The Hidden Shocks Nobody Talked About – Beyond crude oil, the Hormuz closure triggered cascading failures across supply chains the general public had never thought to connect to a Gulf waterway.
- LNG: Qatar’s state-owned QatarEnergy — the world’s largest LNG producer — declared force majeure on all exports after its Ras Laffan and Mesaieed facilities were struck. European gas storage, already at just 30% capacity following a brutal 2025–2026 winter, went into emergency mode. Dutch TTF gas benchmark prices nearly doubled to over €60 per MWh by mid-March. The European Central Bank, which had planned to cut rates in Q1, abruptly halted, raised its inflation forecasts, and slashed GDP projections. Germany and the Netherlands were flagged by the Ifo Institute as high-risk recession candidates.
- Fertilizer: The Gulf produces nearly half of the world’s urea and 30% of its ammonia. One-third of global fertilizer trade transits Hormuz. By late March, urea prices had risen 50% from pre-war levels. India — whose monsoon farming season begins in June — faced critical fertilizer shortages. The Carnegie Endowment warned of an emerging global food security crisis building beneath the oil headlines.
- Shipping Insurance: Maritime war-risk premiums exploded from 0.125% to 5% of hull value for some vessels — a 40-fold increase. Leading insurers including Norway’s Gard, Britain’s NorthStandard, and the American Club cancelled war-risk cover entirely. The benchmark freight rate for Very Large Crude Carriers (VLCCs) hit an all-time high of $423,736 per day — a 94% jump in a single session. A single Hormuz transit for a supertanker now cost $5 million in insurance alone.
Middle Eastern food prices spiked between 40% and 120%. Gulf states and Iraq collectively lost an estimated $1.1 billion per day in oil revenue while the strait stayed shut.
The Cost in Cold Numbers – UNCTAD modeled three economic scenarios across the closure period. Even in the most conservative case, global losses reached $590 billion. In the prolonged scenario — had the strait remained closed through Q3 — the cumulative damage climbed to $3.5 trillion, or 3.15% of world GDP. The Atlantic Council described the disruption as benefitting precisely two players: Beijing and Moscow, both of which moved aggressively to snap up discounted Iranian and alternative energy supplies as Western markets reeled.

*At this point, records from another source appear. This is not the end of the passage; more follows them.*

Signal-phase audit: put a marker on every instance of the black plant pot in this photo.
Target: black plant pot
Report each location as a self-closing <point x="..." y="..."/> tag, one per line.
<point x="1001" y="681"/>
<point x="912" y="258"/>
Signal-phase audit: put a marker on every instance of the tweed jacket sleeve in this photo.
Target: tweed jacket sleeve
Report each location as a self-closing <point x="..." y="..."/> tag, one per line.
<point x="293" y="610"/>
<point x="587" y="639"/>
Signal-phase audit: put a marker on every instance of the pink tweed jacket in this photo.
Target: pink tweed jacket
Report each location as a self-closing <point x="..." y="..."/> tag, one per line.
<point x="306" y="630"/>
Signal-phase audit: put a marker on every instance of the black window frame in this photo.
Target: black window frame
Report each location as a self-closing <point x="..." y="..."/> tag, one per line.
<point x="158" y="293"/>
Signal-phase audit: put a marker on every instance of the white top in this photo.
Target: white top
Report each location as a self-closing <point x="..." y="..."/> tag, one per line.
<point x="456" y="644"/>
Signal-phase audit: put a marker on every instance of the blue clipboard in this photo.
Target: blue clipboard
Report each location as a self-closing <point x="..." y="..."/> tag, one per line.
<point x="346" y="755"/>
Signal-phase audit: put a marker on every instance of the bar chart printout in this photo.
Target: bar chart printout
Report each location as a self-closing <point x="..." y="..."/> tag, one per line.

Asia bore the deepest structural exposure. In 2024, 84% of the strait’s crude was destined for Asian markets, with China receiving a full third of its oil through Hormuz. Taiwan, heavily dependent on LNG for electricity generation, was rated the single most vulnerable economy. South Korea and Japan were not far behind.
After the Ceasefire: Relief With Asterisks

When Trump announced the ceasefire on April 7, markets snapped back with historic force — WTI crude fell 16.4% in a single session, its largest drop since 2020. Global equities surged. The Dow posted its best day in a year.
But the relief was incomplete. Brent spot prices, even after the 16% crash, still sat at $124 per barrel — nearly 70% above pre-war levels. More than 400 tankers remained anchored outside the strait the morning after the ceasefire, with shipping companies waiting for operational guarantees before risking passage. CNBC reported that the “dated Brent” spot market — the real-world price for physical oil cargoes — remained stubbornly elevated, signaling that traders weren’t yet convinced the crisis was over.
Iran still holds the ultimate card. The strait runs through its territorial waters. A 21-mile strip of water between two coastlines is, in the end, all that separates the global economy from the next shock — and this crisis proved, more conclusively than any academic model ever could, just how fragile the architecture of global energy security truly is.